Следующая значительная работа по текстологии «Тихого Дона» появилась в 2000 году и сразу поставила имя автора, Андрея Вадимовича Венкова, в первый ряд исследователей проблемы. Профессиональный историк, преподаватель Ростовского государственного университета, доктор исторических наук, специалист по новейшей истории России и Донского казачества, он попытался скрупулезно изучить «историческое пространство», созданное в романе и выявить источники, которыми пользовался – или мог пользоваться – автор[viii]. Прежде всего А. В. Венков, хорошо ориентируясь в событиях, в которых довелось принимать участие донским казакам в ходе мировой и гражданской войн, дал связную картину того, что «происходит» с казаками на страницах Тихого Дона»: идентификация исторических эпизодов, их география, взаимосвязанность и последовательность. Все это позволило не только установить историческую достоверность описываемого, но и выявить те или иные авторские неточности или ошибки, указать на возможные причины их возникновения и, что особенно важно, выявить характер исторических источников, которыми мог пользоваться автор при написании романа.

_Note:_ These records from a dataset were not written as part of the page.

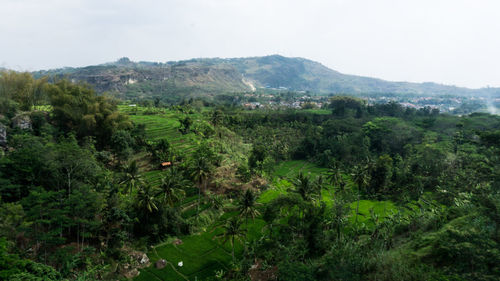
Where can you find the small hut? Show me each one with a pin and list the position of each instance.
(165, 165)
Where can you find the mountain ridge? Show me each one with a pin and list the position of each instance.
(229, 75)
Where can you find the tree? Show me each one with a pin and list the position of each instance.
(334, 176)
(185, 125)
(247, 206)
(131, 177)
(76, 108)
(202, 167)
(201, 171)
(216, 117)
(171, 187)
(360, 178)
(232, 233)
(305, 187)
(146, 198)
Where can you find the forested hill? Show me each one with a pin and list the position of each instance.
(215, 75)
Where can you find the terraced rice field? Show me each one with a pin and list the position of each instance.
(165, 125)
(202, 255)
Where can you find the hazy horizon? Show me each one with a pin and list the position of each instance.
(446, 42)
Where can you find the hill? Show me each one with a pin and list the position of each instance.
(215, 75)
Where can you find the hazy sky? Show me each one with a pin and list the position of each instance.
(446, 41)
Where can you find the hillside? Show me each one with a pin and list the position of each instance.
(211, 76)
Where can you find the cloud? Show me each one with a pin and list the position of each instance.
(447, 41)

А. В. Венков убедительно показал сложносоставной характер художественного текста, в основу которого положены фрагменты разного уровня исторической достоверности и художественного значения, принадлежащие, по-видимому, разным авторам. Одним из основных выводов Венкова стало то, что автор «Тихого Дона» при создании эпизодов, относящихся к германской войне 1914 г., писал не столько под непосредственным впечатлением своего участия в войне (или же под воздействием рассказов непосредственных участников военных действий), сколько активно использовал разнообразный газетный и журнальный материал того времени. Другим важным итогом данной работы стал вывод о существовании по крайней мере нескольких независимых литературных источников, тексты которых легли в основу романа «Тихий Дон». При этом, как указывает и обосновывает Венков, активную роль в объединении и редактировании окончательного варианта художественного текста могла принадлежать дореволюционному и советскому писателю Александру Серафимовичу (Попову).

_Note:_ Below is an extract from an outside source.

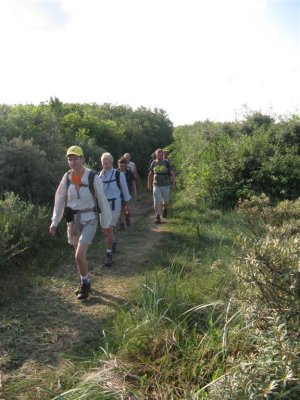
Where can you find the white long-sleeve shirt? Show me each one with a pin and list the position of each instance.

Поиск возможных претендентов на авторство привел исследователя к следующему выводу: в руки М. А. Шолохова тем или иным образом попал литературный архив в котором были собраны многочисленные и разнообразные материалы (литературные, исторические, мемуарные, свидетельства участников), относившиеся к истории междоусобной гражданской войны на Дону в 1917–1920 гг. Этот архив, «редакторский портфель», и послужил главным источником в создании шолоховского текста романа. Среди авторов, чьи произведения, тексты могли быть в этом «портфеле», Венков называет донских офицеров и чиновников: Вениамина Попова, Василия Пузанова, Ивана Филиппова.

Появление работ М. Мезенцева, А. Венкова нарушило монополию столичных исследователей в вопросе о плагиате и продемонстрировало существование глубокого интереса к данной проблеме далеко за пределами Москвы и Петербурга. Подтверждением этой тенденции стали и многочисленные статьи орловского исследователя Владимира Ивановича Самарина, печатавшиеся несколькими сериями в газете «Орловский вестник» в период с 1996 по 2002 гг. и вышедшие отдельной книгой в 2005 году[ix]. Наблюдения В. И. Самарина, полученные при пристальном и внимательном изучении текста «Тихого Дона», его исторических реалий и взаимосвязанности художественных эпизодов, привлекли общее внимание читателей тонкостью выявленных особенностей текста, убедительностью анализа и интерпретации. Исследование Самарина, вслед за Р. Медведевым, М. Мезенцевым, А. Макаровым и С. Макаровой развивает традиционную гипотезу об авторстве Федора Крюкова, об использовании Шолоховым незавершенного романа Крюкова в качестве основы своего текста «Тихого Дона», приводит ряд новых убедительных аргументов в пользу этого и подтверждает вторичность творчества Шолохова по отношению к роману – работу со-автора и редактора, а не истинного создателя литературного шедевра.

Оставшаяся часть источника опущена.